DDP is one of the Incoterms rules developed by the International Chamber of Commerce and is quite widely used within international trade. DDP stands for "Delivered Duty Paid" which means that the seller delivers the goods when the goods are placed at the disposal of the buyer, cleared for import on the arriving means of transport, and ready for unloading at the named place of delivery.
The seller bears all the costs and risks involved in bringing the goods to the place of destination, has an obligation to clear the goods not only for export but also for import, to pay any duty for both export and import, and to carry out all customs formalities. This rule may be used irrespective of the mode of transport selected and may also be used where more than one mode of transport is employed.
In all documentation, the DDP Incoterms is followed by the name of a place like DDP, Grand Canyon Mall, because under this Incoterms rules, the named place is the place where delivery takes place and also where the risk passes from the seller to the buyer.
DDP Incoterms is usually used by a buyer who does not want to enter into any kind of transport contract with any entity and would rather let the seller handle all these responsibilities right up to their door. In DDP shipping, the seller has the maximum obligation as it involves the delivery of the goods to the buyer at the agreed destination and in that sense may be considered as the opposite of EXW which involves the buyer picking up the cargo from the seller´s door.
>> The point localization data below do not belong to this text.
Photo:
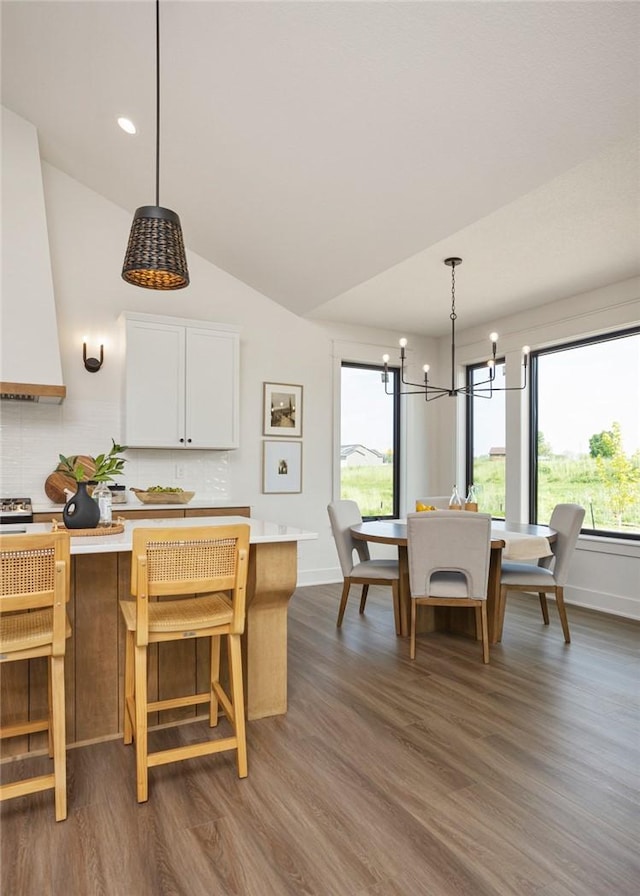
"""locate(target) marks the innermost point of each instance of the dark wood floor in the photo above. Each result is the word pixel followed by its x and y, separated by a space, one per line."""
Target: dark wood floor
pixel 386 778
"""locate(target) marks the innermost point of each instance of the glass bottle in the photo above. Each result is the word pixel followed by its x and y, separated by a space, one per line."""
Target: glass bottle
pixel 102 496
pixel 456 502
pixel 472 499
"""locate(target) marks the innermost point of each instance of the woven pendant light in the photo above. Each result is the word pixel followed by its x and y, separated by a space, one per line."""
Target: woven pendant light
pixel 155 256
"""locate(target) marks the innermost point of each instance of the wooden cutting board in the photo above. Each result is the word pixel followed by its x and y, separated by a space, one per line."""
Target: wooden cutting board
pixel 57 481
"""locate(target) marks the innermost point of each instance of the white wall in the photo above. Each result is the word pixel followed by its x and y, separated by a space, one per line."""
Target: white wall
pixel 88 236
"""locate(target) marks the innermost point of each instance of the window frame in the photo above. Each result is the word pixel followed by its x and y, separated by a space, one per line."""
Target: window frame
pixel 534 418
pixel 468 470
pixel 395 394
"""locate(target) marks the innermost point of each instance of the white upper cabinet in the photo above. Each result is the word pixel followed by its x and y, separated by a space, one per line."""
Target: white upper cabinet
pixel 181 383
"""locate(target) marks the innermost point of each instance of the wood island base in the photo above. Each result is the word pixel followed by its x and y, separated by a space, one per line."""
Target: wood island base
pixel 94 662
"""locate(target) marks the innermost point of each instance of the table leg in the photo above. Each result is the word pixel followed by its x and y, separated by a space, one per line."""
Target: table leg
pixel 493 593
pixel 270 584
pixel 405 590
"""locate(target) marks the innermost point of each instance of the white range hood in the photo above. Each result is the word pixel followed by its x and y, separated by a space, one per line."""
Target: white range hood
pixel 30 368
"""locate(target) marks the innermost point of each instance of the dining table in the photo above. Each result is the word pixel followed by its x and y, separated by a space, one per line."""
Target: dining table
pixel 513 541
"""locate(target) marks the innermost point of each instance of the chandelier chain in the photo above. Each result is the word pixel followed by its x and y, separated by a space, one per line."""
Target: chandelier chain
pixel 453 314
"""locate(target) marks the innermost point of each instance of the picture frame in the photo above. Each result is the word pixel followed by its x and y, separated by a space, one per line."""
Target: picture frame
pixel 281 468
pixel 282 410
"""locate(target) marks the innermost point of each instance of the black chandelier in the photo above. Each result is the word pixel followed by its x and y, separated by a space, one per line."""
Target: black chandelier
pixel 155 256
pixel 483 389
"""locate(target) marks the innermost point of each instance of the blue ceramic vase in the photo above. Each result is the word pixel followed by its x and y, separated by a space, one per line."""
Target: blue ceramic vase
pixel 81 511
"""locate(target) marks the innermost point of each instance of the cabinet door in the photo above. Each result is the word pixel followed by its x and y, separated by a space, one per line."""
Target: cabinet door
pixel 154 385
pixel 212 415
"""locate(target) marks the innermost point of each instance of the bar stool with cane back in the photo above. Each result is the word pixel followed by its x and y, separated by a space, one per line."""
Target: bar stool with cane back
pixel 34 591
pixel 204 571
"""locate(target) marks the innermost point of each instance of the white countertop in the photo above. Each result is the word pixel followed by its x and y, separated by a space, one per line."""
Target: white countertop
pixel 133 503
pixel 262 532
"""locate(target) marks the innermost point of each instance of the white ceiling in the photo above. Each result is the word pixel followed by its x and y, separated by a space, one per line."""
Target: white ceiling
pixel 332 154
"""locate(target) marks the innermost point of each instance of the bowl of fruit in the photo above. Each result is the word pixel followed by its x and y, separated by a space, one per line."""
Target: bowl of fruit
pixel 161 494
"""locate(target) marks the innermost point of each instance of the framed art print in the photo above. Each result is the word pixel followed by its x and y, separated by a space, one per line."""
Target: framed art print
pixel 282 410
pixel 281 468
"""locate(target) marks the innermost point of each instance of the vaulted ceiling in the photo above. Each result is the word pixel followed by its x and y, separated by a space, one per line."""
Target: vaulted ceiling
pixel 332 154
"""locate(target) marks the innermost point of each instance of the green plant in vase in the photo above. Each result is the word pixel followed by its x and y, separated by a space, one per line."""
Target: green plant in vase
pixel 107 466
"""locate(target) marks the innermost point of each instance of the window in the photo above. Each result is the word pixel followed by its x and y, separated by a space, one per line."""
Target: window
pixel 369 440
pixel 486 437
pixel 585 425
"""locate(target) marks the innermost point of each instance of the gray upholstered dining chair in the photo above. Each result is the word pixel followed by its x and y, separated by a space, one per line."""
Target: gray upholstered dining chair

Under DDP Incoterms, the seller is obliged to
- Take care of all export clearance formalities at the origin including any and all export permits, quotas, special documentation, etc. relating to the cargo
- Cover the cost of transportation from the packing area to the named place of delivery
- Arrange contracts of carriage with the various carriers up to the named place of delivery including any on–carriages wherever it is applicable
- Ensure that all risks are covered up to the agreed place of delivery
- Ensure that the goods arrive at the destination as the risk and responsibility of the seller ceases only when the cargo is at the agreed place of delivery
- Arrange and pay for customs clearance formalities at the destination port(s), all customs duties and VAT if applicable and all the charges of the carrier(s) till the agreed place of delivery.
In a DDP trade, the buyer´s activities are limited to
- Taking care of any further movement from the agreed place of delivery
- Covering themselves for any risk and insurance past the agreed place of delivery
This agreed place of delivery could be
- The warehouse of the buyer or their agent
- End user´s premises
- A border post
- Or any other point agreed between the buyer and seller
Under DDP Incoterms neither the buyer nor the seller is obliged to insure the goods and this insurance requirement is not specifically covered by the Incoterms® rules. This crucial issue must be discussed and agreed upon as part of the sales contract and terms of sale.
From above, although it may seem that the buyer has it easy and can take it easy, this may come at a cost. The reason is that in the case of a DDP shipment, the buyer depends totally on the seller to everything from origin door to destination door. This means that the buyer could be at the mercy of the seller in terms of costs as there could be certain costs that the buyer may be better equipped to procure than the seller. For example, a buyer may have better rates and services at the destination than the seller who is sitting somewhere else and may need to use the services of an agent to do all the work on their behalf.
The buyer also needs to ensure that the seller is able to do the customs clearance and all other formalities without any delays because at the end of the day it is in the buyer´s best interest to get their cargo delivered on time. The buyer needs to remember that under DDP, although the seller is doing all the work, the buyer might end up paying for all of this as the seller´s product price will include all these charges.
If you are a seller on DDP Incoterms, then it is advisable that you check and ensure that you or the agent that you may appoint at destinations can handle the import clearance at the destination without incurring unnecessary costs. As a seller under DDP shipping terms, it may also be in your best interest to ensure that you have a reliable freight forwarder or agent at destination who does not take you for a ride and ensures that all costs are verified.
In some countries, the buyer may be eligible for certain tax benefits which could be returned to you as a seller under DDP as agreed with your buyer.
If you are selling on DDP shipping terms, your obligation ends with the delivery of the goods at the named place, cleared. But in some cases, you may need the assistance of the buyer in securing some documents required for the local customs clearance. Remember though, you as the seller are still liable for all costs and risks till the agreed place of delivery.
If you are a seller trading under DDP Incoterms, you may need to take cognizance of CISG (Contracts for the International Sale of Goods) or other corresponding provisions in the relevant national Sale of Goods Acts. These provisions may provide you with some relief from any unforeseen or reasonably unforeseen circumstances that may prevent you from delivering on DDP shipping terms. As with all Incoterms it is important that the point of delivery is expressly discussed and agreed between the buyer and the seller.